I’m not sure when and where I heard about historian Garry Wills’s Lincoln at Gettysburg: The Words that Remade America. But heard about it I did. I frequently buy books much more quickly than I read them, and Lincoln at Gettysburg was no exception. Winner of both the Pulitzer Prize and the National Book Critics Circle Award, it’s a well-regarded history book that, quite frankly, I figured I should read.

It was, in many ways, not what I was expecting.

Author Garry Wills

Let’s face it: most of the time, a history book is basically a lot of who-what-where-when with a dash of how and why recounting some famous event or other, or even an event the author figures should be better known. I figured the same would hold true for Lincoln at Gettysburg, recounting how Abraham Lincoln wrote and delivered the Gettysburg Address and what sort of effect the famous speech had on the nation. And that, it turns out, is nothing close to what this book was about.

Oh, to be sure, Wills does take time to dispel some long-held beliefs about the Address, how Lincoln didn’t really write it on the back of an envelope on the train to Gettysburg or that a photographer couldn’t get his camera up in time to capture the president speaking. were untrue. Lincoln was never the main event and was only there to say a few words. It just so happened those few words became the most famous of Lincoln’s various speeches if not the most famous speech in American history.

Instead, Willis looks at the country at the time and Lincoln’s own general and political philosophy and how those these feelings, thoughts, and opinions shaped the Address before Lincoln even wrote down a single word. Wills covers nineteenth century interests in cemeteries and Transcendentalism as well as how Lincoln worked hard to speak as plainly as possible.

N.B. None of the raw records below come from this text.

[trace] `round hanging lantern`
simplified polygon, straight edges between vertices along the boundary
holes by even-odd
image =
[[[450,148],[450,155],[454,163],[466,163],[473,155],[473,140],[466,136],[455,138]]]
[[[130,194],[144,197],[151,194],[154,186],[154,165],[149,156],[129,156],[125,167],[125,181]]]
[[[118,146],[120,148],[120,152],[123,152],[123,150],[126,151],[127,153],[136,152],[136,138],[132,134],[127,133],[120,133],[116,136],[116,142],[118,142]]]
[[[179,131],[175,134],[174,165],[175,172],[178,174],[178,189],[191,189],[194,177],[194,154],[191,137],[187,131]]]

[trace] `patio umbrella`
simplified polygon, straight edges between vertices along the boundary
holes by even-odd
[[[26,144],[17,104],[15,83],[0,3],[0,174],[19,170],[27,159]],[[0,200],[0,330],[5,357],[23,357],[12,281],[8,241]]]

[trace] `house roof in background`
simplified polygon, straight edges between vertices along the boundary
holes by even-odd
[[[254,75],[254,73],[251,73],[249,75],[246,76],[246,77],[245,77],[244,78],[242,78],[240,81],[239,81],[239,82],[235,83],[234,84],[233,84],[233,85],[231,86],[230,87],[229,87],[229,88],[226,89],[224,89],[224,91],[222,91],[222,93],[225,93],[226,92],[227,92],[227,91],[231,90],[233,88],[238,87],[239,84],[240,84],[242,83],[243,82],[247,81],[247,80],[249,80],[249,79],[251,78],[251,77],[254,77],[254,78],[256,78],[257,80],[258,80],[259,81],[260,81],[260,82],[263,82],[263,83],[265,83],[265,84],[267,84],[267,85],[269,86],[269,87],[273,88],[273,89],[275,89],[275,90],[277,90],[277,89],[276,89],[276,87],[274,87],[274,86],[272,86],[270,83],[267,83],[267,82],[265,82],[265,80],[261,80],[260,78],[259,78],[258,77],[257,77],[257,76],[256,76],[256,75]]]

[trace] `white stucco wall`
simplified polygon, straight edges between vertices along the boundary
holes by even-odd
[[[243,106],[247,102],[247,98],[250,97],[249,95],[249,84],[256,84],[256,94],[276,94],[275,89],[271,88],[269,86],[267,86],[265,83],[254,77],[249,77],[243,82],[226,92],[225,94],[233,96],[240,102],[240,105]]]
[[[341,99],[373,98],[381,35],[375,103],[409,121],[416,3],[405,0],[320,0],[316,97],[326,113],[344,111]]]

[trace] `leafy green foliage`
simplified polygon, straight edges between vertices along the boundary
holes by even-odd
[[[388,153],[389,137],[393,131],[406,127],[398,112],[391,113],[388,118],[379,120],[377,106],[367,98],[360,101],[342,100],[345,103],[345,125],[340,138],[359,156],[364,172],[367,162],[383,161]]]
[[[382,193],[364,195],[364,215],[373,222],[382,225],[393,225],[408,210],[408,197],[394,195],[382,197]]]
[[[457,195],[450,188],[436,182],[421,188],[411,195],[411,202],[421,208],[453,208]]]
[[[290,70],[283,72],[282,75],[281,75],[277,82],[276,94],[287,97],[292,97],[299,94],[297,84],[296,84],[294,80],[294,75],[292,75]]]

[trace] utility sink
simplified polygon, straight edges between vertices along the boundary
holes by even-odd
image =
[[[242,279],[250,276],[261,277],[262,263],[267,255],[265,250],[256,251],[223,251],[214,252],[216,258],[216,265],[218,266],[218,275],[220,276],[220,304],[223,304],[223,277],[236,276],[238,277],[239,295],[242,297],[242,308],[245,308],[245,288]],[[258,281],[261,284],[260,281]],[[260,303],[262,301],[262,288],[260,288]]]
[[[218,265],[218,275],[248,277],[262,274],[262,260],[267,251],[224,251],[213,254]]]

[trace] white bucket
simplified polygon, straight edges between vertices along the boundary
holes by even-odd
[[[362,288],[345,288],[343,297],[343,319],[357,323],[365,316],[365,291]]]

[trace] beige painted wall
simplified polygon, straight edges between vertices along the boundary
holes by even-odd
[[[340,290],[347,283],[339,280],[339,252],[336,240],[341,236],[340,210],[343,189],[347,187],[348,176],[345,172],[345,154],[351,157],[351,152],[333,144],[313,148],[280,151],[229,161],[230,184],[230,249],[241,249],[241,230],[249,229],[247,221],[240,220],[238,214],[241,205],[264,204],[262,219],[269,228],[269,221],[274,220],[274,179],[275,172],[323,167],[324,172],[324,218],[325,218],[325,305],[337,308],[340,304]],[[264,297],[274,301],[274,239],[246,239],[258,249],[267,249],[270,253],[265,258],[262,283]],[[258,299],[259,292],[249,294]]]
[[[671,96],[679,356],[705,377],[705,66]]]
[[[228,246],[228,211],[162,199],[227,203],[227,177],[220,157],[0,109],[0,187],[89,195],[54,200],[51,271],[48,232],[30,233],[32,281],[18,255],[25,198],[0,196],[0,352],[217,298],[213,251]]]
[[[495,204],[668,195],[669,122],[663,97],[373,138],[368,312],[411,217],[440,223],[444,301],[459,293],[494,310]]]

Wills even takes a chapter to discuss the topic of slavery, a topic that is never directly mentioned in the Gettysburg Address but was a major factor in Lincoln’s political life. Lincoln, unlike many of his contemporaries, was not an idealist on the subject. He was a pragmatic man who saw that as long as slavery was enshrined in the Constitution, there wasn’t much he could do to end it on the spot. According to Wills, Lincoln was a man who hated war, loved the Declaration of Independence, and whose general gloominess actually made him trendy for the 1860s. Was this the book I thought it was? No, but it was quite worth the read nonetheless.